As she descended the stairs once more, Harwood knew that there would be payback. Some day soon, she would settle the score. She had lost the battle after all. She had not lost the war.
11
The seventh-floor office was quiet as the grave. It was after hours now and the rest of the Major Incident Team had headed home, leaving Helen alone. Which is how she liked it. She didn’t need an audience for what she was about to do.
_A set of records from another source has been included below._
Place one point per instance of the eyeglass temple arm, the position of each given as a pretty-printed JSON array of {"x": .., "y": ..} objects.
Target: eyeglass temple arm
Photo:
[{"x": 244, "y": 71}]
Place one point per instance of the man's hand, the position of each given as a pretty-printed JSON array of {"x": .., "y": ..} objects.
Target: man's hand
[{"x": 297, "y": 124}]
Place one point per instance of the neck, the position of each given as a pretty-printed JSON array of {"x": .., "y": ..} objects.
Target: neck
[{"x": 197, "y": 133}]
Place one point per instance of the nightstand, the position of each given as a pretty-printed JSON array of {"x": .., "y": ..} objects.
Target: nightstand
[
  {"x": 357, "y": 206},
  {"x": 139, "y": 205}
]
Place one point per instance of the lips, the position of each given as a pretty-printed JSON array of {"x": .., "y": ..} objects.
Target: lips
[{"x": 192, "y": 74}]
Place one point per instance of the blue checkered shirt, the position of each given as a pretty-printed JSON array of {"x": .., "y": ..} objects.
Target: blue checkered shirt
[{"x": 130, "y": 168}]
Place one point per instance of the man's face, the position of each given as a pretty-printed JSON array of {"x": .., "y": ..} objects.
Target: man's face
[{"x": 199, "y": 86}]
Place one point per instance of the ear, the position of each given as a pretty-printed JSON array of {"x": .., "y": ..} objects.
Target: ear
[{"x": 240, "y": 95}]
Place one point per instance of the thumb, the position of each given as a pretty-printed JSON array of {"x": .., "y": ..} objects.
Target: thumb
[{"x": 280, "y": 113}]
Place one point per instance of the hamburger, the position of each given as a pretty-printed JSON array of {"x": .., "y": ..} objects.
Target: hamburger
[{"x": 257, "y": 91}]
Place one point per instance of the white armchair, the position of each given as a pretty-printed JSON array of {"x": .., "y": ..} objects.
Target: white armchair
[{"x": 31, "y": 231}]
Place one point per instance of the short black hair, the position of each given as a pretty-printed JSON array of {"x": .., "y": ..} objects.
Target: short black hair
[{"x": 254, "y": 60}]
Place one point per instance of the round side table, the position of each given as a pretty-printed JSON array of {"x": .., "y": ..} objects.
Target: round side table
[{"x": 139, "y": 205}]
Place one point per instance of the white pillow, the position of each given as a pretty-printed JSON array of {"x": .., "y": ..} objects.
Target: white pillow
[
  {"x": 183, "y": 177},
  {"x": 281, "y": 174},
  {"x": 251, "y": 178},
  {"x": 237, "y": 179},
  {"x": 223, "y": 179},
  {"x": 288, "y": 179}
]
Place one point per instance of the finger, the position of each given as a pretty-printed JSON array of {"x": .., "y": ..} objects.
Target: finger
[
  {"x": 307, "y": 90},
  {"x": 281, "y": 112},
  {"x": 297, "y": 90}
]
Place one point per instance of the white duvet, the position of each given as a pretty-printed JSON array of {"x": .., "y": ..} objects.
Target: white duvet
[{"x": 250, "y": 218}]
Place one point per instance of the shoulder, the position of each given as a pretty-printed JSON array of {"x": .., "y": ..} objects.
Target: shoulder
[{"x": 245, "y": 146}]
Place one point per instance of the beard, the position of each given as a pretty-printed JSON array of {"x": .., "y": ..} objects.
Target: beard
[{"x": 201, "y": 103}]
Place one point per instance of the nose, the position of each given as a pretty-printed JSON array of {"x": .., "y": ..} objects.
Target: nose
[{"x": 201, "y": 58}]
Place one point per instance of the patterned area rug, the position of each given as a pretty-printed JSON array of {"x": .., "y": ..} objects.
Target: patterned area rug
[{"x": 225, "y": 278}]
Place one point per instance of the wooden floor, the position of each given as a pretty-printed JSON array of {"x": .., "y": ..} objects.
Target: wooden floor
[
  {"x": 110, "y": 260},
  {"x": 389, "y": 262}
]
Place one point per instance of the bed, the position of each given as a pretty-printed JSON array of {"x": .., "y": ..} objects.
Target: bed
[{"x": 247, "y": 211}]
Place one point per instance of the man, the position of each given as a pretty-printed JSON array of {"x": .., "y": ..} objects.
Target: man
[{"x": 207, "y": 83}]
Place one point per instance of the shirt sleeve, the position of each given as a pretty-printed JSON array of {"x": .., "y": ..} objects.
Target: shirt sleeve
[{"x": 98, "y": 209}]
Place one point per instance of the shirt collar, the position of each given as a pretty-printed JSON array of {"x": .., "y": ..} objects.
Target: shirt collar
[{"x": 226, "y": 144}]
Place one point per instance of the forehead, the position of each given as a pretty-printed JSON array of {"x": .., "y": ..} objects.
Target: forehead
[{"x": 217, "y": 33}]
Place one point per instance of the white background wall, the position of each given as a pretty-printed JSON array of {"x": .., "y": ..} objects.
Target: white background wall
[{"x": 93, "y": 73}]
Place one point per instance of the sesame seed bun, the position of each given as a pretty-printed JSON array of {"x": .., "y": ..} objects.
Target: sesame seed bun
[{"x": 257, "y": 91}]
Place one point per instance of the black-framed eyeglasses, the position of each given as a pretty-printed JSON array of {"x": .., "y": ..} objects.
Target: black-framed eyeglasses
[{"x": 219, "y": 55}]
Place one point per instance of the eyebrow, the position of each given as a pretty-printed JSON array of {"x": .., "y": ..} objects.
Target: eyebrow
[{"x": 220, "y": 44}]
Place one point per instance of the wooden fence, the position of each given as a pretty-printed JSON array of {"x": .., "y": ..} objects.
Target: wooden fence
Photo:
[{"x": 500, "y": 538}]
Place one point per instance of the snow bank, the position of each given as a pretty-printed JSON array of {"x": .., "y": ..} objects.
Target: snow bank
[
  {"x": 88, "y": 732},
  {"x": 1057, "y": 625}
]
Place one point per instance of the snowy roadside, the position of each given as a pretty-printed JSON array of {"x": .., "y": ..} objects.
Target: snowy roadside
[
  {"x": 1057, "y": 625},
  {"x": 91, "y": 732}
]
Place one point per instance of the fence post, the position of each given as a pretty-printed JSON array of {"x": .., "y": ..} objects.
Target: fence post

Double-checking that there was no one lurking in the corridors, Helen parked herself in front of a computer terminal and fired it up. Using someone else’s machine was a low trick, but a necessary one – it was strictly forbidden to access the PNC for personal use.
Within a minute, she was in the system. She didn’t hesitate, typing swiftly, ‘Robert Stonehill’. As the system searched for any crimes or incidents linked to that name, Helen tried to ignore the faint fluttering of hope inside her. Her nephew had dropped off the radar nearly twelve months ago now – he had had no contact with his adoptive parents or his friends – and Helen’s constant searching for him had yielded nothing. Her feud with Emilia Garanito had prompted the vindictive local journalist to publicly out Robert as the biological son of Helen’s sister, Marianne. Learning for the first time about his mother’s awful crimes, while the press besieged his poor parents’ house, had tipped the young man over the edge. He had fled in order to draw the press pack off. Helen had assumed he would reappear when the furore died down, but he hadn’t. Robert wanted to stay hidden.
His continued absence was crushing for Helen. He was the only family she had left and during their brief acquaintance she had made a promise – to herself and to Robert – to be his guardian angel. To protect him from a dark world that had taken his mother’s life and blighted hers. But she had failed utterly – and now he was lost to her for good.